Researchers, and yes, there are researchers who study such things, call this the “heterosexual privilege.”  The hetero privilege is not ever having to “think or confront or engage” issues with things so simple as showing affection (something as simple as holding hands) to the person you love in public; talking about your relationship, your vacations; putting your same-sex family portrait on your desk; receiving validation from  your friends, family, neighbors, church community or just living openly without fear of being ostracized by neighbors, family or friends. I actually lived this before I got divorced.

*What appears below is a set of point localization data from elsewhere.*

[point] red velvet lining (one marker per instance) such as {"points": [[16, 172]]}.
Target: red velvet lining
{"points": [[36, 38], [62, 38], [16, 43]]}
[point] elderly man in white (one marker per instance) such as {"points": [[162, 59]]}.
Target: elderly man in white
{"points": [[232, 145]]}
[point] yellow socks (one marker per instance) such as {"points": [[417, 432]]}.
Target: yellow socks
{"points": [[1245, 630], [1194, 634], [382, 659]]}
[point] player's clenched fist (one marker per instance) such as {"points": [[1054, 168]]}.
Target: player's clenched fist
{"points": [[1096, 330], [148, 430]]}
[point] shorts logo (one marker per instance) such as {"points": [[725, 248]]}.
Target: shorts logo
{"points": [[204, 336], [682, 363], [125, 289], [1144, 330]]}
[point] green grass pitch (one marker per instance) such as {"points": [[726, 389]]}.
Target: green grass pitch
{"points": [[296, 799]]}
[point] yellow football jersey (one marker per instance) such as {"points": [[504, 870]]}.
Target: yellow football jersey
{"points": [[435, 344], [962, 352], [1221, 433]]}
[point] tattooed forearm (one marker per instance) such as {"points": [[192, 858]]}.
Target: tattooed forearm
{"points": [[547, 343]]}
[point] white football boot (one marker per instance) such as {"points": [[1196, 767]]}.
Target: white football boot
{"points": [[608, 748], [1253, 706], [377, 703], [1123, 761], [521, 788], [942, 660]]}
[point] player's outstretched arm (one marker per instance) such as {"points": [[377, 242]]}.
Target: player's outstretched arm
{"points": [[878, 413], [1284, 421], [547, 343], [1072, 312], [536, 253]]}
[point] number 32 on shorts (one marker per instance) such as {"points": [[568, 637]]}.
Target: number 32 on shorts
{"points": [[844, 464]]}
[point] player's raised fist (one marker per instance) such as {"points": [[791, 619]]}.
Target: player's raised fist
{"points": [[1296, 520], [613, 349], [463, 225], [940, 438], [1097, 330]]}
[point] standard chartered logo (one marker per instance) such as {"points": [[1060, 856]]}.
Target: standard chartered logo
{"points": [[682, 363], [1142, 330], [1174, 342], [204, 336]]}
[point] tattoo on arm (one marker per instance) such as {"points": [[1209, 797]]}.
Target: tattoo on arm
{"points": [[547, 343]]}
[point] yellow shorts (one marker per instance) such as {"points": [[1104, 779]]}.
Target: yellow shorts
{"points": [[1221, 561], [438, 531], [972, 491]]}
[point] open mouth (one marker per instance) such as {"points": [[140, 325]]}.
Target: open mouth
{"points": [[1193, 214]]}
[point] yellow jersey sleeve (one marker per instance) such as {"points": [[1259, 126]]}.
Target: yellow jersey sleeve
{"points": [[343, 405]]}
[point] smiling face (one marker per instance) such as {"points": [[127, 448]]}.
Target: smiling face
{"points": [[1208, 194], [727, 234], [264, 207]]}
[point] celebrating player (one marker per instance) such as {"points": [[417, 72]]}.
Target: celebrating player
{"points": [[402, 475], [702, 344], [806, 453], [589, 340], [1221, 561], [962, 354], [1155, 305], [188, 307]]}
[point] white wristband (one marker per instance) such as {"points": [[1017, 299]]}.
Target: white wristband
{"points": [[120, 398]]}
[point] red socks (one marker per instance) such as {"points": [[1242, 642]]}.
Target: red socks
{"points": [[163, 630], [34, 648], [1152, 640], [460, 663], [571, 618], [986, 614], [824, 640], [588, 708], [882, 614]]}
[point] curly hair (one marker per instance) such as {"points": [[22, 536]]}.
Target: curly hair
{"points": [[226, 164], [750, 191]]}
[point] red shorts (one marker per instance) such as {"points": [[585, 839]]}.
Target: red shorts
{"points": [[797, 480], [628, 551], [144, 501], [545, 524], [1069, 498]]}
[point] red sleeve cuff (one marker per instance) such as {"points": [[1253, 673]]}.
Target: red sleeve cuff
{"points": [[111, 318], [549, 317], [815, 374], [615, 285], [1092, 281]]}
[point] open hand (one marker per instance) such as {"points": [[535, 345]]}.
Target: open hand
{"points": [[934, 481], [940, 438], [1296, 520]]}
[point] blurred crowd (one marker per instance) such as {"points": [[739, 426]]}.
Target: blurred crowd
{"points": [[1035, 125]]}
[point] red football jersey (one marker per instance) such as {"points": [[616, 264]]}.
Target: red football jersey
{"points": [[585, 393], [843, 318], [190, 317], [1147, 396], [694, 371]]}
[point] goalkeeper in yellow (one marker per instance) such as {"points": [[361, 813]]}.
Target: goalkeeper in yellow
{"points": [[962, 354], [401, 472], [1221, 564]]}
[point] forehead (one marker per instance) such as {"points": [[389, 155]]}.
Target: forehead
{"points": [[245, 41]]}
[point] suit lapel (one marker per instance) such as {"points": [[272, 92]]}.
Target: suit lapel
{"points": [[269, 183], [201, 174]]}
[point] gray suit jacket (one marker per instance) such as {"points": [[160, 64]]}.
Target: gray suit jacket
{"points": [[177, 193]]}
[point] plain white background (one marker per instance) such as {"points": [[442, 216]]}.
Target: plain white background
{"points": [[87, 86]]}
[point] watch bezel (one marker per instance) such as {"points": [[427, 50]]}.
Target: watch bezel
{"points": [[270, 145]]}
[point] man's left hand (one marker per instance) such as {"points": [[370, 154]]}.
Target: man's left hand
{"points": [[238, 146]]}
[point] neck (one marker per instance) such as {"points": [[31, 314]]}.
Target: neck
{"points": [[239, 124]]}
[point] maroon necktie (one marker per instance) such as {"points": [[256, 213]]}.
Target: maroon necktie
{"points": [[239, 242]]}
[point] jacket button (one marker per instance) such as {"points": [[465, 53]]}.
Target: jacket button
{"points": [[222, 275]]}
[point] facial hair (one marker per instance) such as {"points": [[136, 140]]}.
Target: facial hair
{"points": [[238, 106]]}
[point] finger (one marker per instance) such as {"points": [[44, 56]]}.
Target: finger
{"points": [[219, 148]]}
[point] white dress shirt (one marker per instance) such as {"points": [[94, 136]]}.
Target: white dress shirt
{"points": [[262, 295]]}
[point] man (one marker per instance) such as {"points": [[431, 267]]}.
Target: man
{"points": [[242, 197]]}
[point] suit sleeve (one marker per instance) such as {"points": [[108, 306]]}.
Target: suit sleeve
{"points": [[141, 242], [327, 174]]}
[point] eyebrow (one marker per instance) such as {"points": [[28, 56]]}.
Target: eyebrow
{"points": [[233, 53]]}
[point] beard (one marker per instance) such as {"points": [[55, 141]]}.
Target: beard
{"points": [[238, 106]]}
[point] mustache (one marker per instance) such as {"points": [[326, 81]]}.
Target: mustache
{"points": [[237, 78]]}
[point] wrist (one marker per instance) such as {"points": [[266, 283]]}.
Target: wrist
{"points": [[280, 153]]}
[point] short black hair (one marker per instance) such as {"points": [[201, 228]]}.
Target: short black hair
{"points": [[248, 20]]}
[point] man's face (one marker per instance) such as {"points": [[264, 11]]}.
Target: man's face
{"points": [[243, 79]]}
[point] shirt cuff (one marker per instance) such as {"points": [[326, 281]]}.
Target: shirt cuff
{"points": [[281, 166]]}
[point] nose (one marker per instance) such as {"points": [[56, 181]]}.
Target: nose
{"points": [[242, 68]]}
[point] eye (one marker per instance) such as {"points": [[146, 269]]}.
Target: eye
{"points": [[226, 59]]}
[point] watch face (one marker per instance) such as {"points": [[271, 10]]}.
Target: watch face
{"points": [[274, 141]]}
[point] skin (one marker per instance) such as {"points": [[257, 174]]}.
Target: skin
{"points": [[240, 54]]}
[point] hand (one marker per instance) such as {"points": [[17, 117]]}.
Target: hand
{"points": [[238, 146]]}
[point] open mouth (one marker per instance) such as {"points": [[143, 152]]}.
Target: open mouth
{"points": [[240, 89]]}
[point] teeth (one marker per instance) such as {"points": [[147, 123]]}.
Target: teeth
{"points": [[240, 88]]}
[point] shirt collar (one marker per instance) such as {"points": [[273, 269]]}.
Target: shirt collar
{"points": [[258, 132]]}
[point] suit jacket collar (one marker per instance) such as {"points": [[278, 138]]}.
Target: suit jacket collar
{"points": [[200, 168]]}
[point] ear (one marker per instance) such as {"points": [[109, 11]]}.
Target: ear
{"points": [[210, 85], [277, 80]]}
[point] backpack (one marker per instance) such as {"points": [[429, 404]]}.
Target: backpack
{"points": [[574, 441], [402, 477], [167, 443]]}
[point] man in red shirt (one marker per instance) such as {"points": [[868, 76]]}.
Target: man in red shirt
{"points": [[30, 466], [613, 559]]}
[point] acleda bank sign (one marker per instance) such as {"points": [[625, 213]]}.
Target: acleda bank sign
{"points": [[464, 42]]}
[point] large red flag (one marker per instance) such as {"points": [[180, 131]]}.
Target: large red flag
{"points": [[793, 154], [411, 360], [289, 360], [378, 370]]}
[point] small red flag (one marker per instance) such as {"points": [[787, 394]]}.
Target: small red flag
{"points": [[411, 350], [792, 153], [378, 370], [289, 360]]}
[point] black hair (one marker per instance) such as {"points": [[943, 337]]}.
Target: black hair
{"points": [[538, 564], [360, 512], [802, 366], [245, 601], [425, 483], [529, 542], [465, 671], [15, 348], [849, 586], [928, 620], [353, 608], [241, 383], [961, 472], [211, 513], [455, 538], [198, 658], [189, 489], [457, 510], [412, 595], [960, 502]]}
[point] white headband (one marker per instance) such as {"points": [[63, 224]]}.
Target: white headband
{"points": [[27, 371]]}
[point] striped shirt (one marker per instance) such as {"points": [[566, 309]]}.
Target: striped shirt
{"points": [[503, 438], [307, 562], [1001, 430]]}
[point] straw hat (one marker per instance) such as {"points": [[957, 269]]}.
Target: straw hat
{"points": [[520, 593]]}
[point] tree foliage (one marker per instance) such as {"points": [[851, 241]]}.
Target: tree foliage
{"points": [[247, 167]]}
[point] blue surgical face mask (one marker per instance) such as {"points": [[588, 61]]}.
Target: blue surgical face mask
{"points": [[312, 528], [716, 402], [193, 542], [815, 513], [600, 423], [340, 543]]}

I never thought twice about holding my ex-husband’s hand in public; nor did anyone do a double-take. Both have happened many times since I have been in relationships with women, for instance. You don’t even know about the hetero privilege until you don’t have it. I have always vowed to live publicly exactly the same with my same-sex partners (I have been in two relationships with women) as I did with my opposite-sex partner. No more public affection; no less public affection. No more information to others; no less information to others. Which means I hold hands; I peck on the cheek; I talk openly about my wife. And I get double-takes and I often get silence instead of questions about my life. I’m used to it after this many years.

But it makes me sad for my one daughter.

I want her to experience the same exact things as her straight sister.  I want the world to celebrate her and her joys just the same; her life’s milestones; her marriage; when a child comes into her life; when she takes an awesome vacation; when her girlfriend does something cool. I want the world to take the same exact notice and interest. I want the two of them treated exactly the same. I know they will be in our home, but I want the world to do the same. She deserves the same dignity.

And I fear that too often we are still being pandered to with pleasantries and not true sincerity. I realize that’s better than discrimination, but it will be great when the “Oh, that’s great,” can be followed with the same gushing that goes to the straight counterpart.

I know that as far as our home, both girls and their respective mates in life, will always be treated with the same dignity, the same celebrations, the same joyous open arms. I can’t wait for culture to catch up to our home.